When the market is trending, it is usually characterized by small pullbacks leading to a temporary recovery of prices. In this context, the "dead cat bounce" means precisely this: a short-term price recovery in the conditions of a declining market.
As Thomas N. Bulkowski stated in his fundamental work titled "Encyclopedia of chart patterns," there are three steps usually associated with the "dead cat bounce." At first, the price of an asset goes through an approximately 30% decline in a few trading sessions. Next, the price bounces back, leading to a partial recovery of the loss. Finally, at the third stage, the price enters another downfall, eliminating the gains and going beyond them.
The "dead cat bounce" is a pattern denoting the continuation of particular processes. It demonstrates that the price usually continues to move downward after a short recovery period. Therefore, it is considered confirmed only in case if the price resumes its downfall and reaches an indicator below the previous value.
At first glance, one may perceive this pattern as a reversal one since the price may keep on rising after its rapid fall. This is the reason why traders should apply the tools of fundamental and technical analysis to determine the bounce's length and the possible ways in which price will be developing afterward. To come up with a well-informed opinion, one can also incorporate various trend indicators and oscillators. For example, it is possible to apply the RSI indicator and MACD to determine whether a particular situation can actually indicate a "dead cat bounce" tendency.
Commonly, the pattern under discussion can be observed in extended periods, during which the market goes through a recession. However, it can be used by both long- and short-term traders. Also, despite the fact that it has initially been viewed as a stock-trading pattern, the "dead cat bounce" can be applied to different assets demonstrating a substantial price decline.
One way in which short-term traders may gain the most significant benefits from the pattern is by catching the moment of the trend's rapid growth and "ride" it up. At the same time, to exploit the "dead cat bounce," one needs to have a thoroughly developed risk management strategy and, generally, be able to control him- or herself to exit the deal at the proper moment, avoiding the subsequent downfall of the price. In this regard, traders can secure themselves by setting up a trailing of tight stop-loss.

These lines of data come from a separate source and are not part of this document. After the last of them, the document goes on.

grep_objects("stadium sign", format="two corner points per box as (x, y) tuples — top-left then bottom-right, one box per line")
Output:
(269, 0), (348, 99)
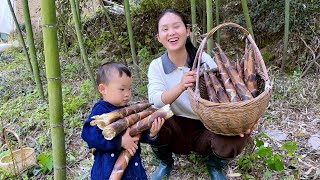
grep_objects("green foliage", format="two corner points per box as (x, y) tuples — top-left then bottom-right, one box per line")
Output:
(38, 152), (53, 173)
(237, 134), (298, 179)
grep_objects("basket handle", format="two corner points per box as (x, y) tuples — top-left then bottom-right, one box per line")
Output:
(192, 22), (271, 101)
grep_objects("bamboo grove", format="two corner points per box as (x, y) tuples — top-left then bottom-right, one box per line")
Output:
(3, 0), (296, 179)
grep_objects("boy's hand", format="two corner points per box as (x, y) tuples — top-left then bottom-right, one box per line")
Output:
(150, 117), (165, 137)
(121, 128), (139, 156)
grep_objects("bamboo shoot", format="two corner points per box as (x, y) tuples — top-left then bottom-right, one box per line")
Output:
(109, 104), (173, 180)
(90, 103), (152, 129)
(102, 108), (156, 140)
(213, 52), (240, 102)
(244, 45), (258, 97)
(216, 43), (253, 101)
(203, 71), (219, 103)
(207, 66), (230, 103)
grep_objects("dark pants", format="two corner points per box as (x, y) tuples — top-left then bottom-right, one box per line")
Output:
(152, 116), (250, 160)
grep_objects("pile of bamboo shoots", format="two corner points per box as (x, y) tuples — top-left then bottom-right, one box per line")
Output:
(203, 43), (259, 103)
(90, 103), (173, 180)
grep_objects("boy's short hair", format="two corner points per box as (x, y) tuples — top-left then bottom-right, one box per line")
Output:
(96, 62), (131, 85)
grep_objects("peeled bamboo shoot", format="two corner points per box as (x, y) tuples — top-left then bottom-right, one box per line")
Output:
(90, 103), (152, 129)
(203, 71), (219, 103)
(207, 64), (230, 103)
(109, 104), (173, 180)
(244, 48), (258, 97)
(102, 108), (156, 140)
(129, 104), (173, 136)
(213, 51), (240, 102)
(216, 43), (253, 101)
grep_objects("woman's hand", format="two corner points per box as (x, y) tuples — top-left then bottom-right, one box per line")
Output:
(150, 117), (165, 138)
(239, 123), (257, 137)
(179, 71), (197, 91)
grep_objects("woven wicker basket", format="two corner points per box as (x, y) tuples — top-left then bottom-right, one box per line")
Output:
(188, 23), (272, 136)
(0, 129), (37, 175)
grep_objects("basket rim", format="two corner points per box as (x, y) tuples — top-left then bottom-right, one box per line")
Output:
(188, 84), (272, 108)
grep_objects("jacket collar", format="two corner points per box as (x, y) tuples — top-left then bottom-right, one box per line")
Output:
(161, 52), (190, 74)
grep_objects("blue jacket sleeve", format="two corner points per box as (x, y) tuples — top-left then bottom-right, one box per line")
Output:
(140, 130), (159, 144)
(81, 105), (122, 151)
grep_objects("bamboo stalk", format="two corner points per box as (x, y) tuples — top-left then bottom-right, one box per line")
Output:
(22, 0), (44, 100)
(90, 103), (152, 129)
(207, 65), (230, 103)
(241, 0), (254, 38)
(99, 0), (128, 66)
(213, 51), (240, 102)
(102, 108), (156, 140)
(216, 43), (253, 101)
(41, 0), (67, 179)
(70, 0), (98, 92)
(7, 0), (33, 73)
(206, 0), (213, 56)
(109, 104), (173, 180)
(123, 0), (140, 77)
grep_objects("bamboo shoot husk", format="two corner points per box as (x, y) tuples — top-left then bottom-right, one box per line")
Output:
(244, 45), (258, 97)
(207, 66), (230, 103)
(216, 43), (253, 101)
(90, 103), (152, 129)
(213, 51), (240, 102)
(109, 104), (173, 180)
(102, 108), (156, 140)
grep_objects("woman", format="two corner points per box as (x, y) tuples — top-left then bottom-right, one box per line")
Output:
(148, 9), (250, 179)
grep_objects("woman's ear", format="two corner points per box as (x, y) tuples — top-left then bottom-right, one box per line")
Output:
(187, 26), (190, 37)
(98, 84), (106, 94)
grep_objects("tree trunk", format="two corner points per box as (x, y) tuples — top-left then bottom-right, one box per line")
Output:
(102, 108), (156, 140)
(90, 103), (152, 129)
(109, 104), (173, 180)
(124, 0), (140, 78)
(41, 0), (66, 179)
(241, 0), (254, 38)
(214, 52), (240, 102)
(22, 0), (44, 100)
(99, 0), (128, 66)
(7, 0), (33, 73)
(70, 0), (98, 92)
(191, 0), (197, 47)
(281, 0), (290, 72)
(215, 0), (220, 44)
(206, 0), (213, 56)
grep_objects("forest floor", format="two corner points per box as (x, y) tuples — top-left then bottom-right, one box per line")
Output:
(0, 49), (320, 179)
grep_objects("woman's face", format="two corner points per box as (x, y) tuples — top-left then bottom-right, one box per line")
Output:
(157, 12), (190, 51)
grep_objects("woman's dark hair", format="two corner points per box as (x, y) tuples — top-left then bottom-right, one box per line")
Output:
(96, 62), (131, 85)
(156, 8), (197, 68)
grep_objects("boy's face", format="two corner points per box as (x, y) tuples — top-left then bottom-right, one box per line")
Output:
(98, 72), (132, 106)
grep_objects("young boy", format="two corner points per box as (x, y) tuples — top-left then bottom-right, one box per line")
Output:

In turn, long-term traders may find the "dead cat bounce" be useful as a tool to enter a short position at a high price. Meanwhile, they should take all necessary measures to determine whether the situation actually develops within the framework of the pattern under discussion or if it is a trend reversal.
Regardless of what strategy you prefer, keep in mind that no particular pattern can ensure your predictions' 100% accuracy. In this regard, the "dead cat" may be especially unstable since forecasting the price behavior is always a challenging task. Therefore, it may be useful for you to apply additional confirmation tools, such as technical indicators and fundamental analysis.